Secondly, it seems rather surprised that an Iranian film would make use of a rather “Western” physical template for the appearance of Jesus. There is no discussion of the theological views of the depiction of prophets, a quite lively debate among Muslims and between them and non-Muslims. All Muslims agree that depictions of Muhammad, the messenger of God, should not be made, though they disagree on to what extent this should be followed. Some Muslims, especially conservative Sunnis, go further and take issue with the depiction of any prophets, including Muhammad’s companions. During the Cartoon crisis, I recall hearing more than one interviewed protester stating that he was not only opposed to the depiction of Muhammad, but “all prophets” as well, including Jesus specifically. I wonder how these men would react to this depiction Jesus. Shias tend to disagree with Sunnis on issues of iconography and quite often display prominently depictions of such figures as the Imams`Ali, Husayn, and so on.

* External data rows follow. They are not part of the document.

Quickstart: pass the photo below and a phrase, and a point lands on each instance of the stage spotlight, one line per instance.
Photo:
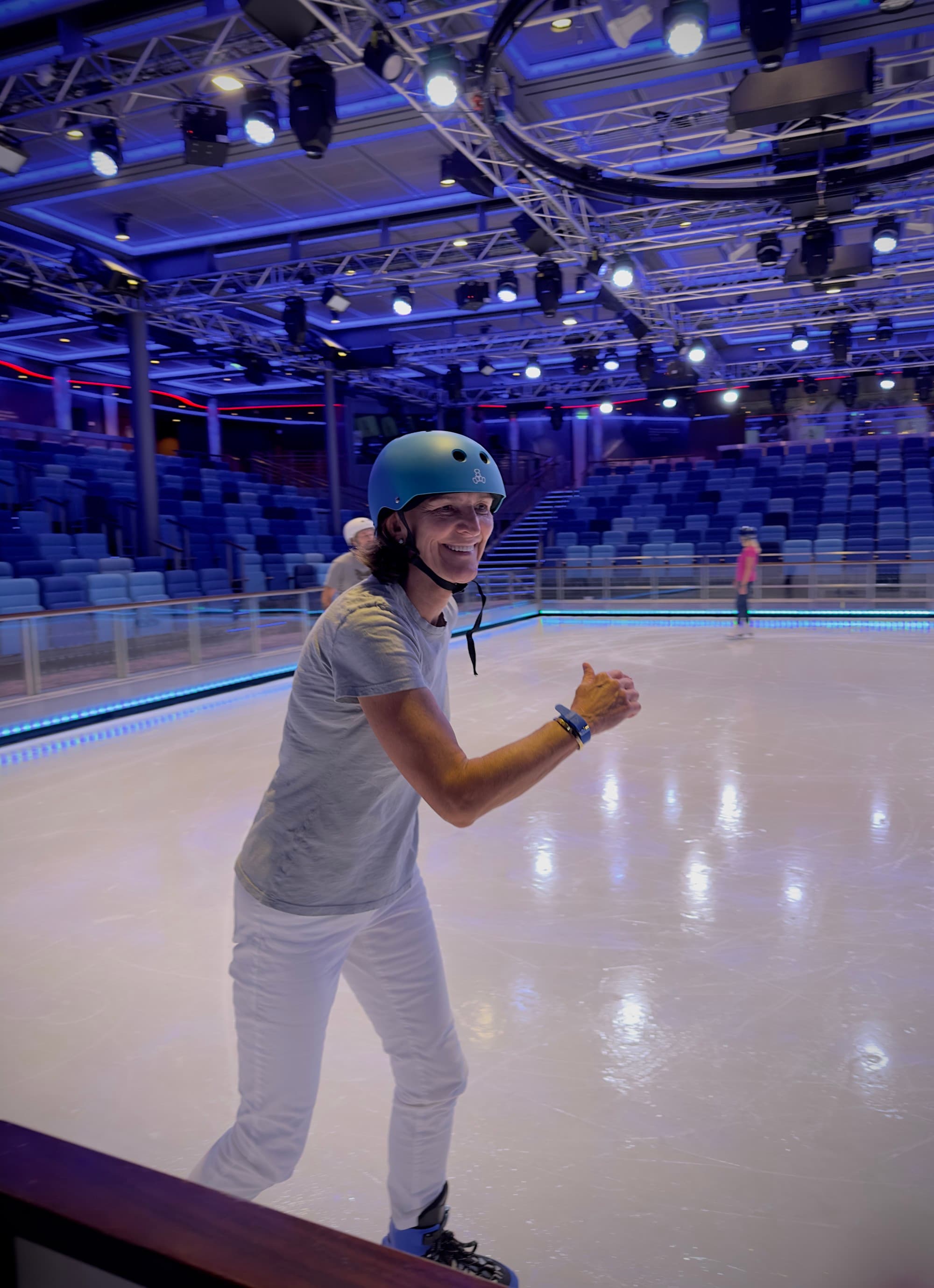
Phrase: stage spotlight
(294, 320)
(532, 236)
(382, 56)
(685, 24)
(114, 277)
(646, 364)
(403, 300)
(334, 299)
(105, 152)
(624, 272)
(548, 286)
(453, 383)
(508, 286)
(770, 29)
(227, 82)
(261, 116)
(817, 249)
(562, 20)
(455, 168)
(584, 362)
(770, 250)
(312, 105)
(472, 295)
(442, 77)
(841, 342)
(204, 134)
(885, 236)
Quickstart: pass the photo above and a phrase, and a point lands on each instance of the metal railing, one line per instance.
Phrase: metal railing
(50, 655)
(53, 650)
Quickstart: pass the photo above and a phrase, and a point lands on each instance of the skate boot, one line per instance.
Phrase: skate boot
(430, 1239)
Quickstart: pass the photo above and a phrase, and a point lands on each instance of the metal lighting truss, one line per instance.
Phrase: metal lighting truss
(216, 332)
(686, 128)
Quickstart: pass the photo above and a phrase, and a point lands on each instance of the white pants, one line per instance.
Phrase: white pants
(285, 976)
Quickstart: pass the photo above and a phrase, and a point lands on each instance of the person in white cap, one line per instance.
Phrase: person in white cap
(349, 570)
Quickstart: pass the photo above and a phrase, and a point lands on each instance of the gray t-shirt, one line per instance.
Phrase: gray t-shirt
(344, 572)
(338, 828)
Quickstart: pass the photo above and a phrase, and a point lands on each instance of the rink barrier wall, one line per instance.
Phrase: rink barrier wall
(13, 731)
(61, 1205)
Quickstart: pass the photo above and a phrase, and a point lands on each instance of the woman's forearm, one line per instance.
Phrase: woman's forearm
(485, 782)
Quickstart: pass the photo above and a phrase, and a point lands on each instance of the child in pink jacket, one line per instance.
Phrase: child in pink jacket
(746, 565)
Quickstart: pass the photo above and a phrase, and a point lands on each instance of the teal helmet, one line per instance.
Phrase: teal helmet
(427, 464)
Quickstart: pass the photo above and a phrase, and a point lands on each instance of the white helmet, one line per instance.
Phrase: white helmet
(354, 527)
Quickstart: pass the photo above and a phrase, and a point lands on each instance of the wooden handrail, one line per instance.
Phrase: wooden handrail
(160, 1232)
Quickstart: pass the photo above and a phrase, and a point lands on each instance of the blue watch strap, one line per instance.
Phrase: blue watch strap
(576, 722)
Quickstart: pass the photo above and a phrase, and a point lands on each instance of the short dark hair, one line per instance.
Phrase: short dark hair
(389, 559)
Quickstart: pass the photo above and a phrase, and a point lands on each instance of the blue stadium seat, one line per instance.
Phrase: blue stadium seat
(65, 593)
(107, 588)
(214, 581)
(182, 584)
(147, 588)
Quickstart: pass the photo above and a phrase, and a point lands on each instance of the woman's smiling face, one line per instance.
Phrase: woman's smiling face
(451, 532)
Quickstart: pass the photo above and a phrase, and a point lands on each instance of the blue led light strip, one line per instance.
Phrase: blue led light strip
(93, 715)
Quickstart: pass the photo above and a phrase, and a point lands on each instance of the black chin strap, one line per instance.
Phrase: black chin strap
(454, 587)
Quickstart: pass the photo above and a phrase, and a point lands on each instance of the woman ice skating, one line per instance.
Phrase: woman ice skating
(328, 881)
(746, 565)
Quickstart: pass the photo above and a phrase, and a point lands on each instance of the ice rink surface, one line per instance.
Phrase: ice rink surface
(693, 970)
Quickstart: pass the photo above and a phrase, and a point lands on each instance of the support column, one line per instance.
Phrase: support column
(61, 395)
(597, 437)
(333, 450)
(213, 429)
(143, 436)
(579, 450)
(515, 447)
(111, 414)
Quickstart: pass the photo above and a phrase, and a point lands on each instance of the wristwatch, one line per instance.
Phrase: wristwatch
(579, 726)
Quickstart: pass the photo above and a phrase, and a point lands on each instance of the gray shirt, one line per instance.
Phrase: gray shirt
(344, 572)
(338, 828)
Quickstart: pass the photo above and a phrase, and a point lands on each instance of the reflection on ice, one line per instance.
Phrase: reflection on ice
(729, 816)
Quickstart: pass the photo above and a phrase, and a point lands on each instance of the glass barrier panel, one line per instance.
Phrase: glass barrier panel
(284, 621)
(80, 648)
(157, 638)
(12, 661)
(227, 628)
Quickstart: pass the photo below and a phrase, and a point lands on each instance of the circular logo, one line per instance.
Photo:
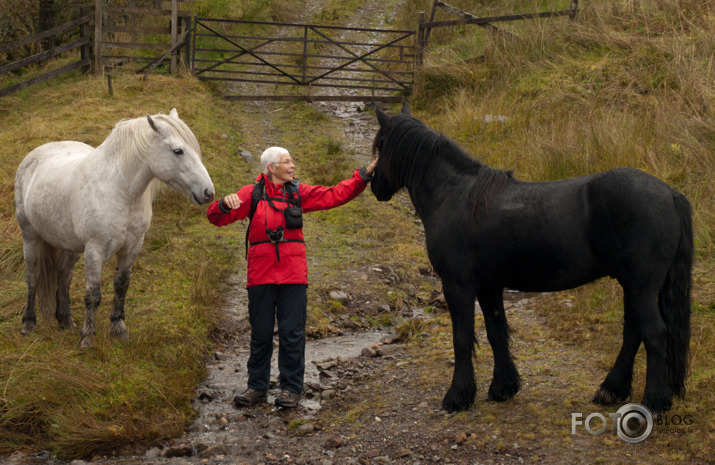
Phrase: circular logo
(634, 423)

Muhammad is never depicted in the iconographic manner that these fellows are. I bring this up because, as the film is an Iranian production, it is fair to presume that it will follow Iranian Shia religious cultural norms. The depictions of Islamic historical figures seem to always follow a similar template: long hair, excessively fair skin, and angular Caucasian features. These are identified with purity, piety, beauty, and other desirable traits in most Middle Eastern cultures. The cast of actors in the excellent 1977 film Al-Risala (“The Message,” known in English as Mohammad, Messenger of God) consists of actors generally following this template, excepting of course Bilal bin Ribah, who was portrayed by Johnny Sekka in the English language version and by a Sudanese actor in the Arabic language version. The Iranian actor playing Jesus in Jesus, Spirit of God has redish hair and very European features. The Western interpretation of Jesus has currency the world over, largely due to the dominance of Western popular culture (through conquest and resultant missionary efforts, and popular culture). In any event, the article reminded me of this post at the Angry Arab:
It should be remembered that many Arabs and Iranians look quite Western. While giving a Power Point on the Ba`th in Syria, a classmate asked, quite seriously, “How did a white guy get to be the President of Syria?” She was referring to Hafiz al-Assad. I responded that this happened in the way that a black man became president of Egypt (Anwar Sadat): by purely undemocratic means.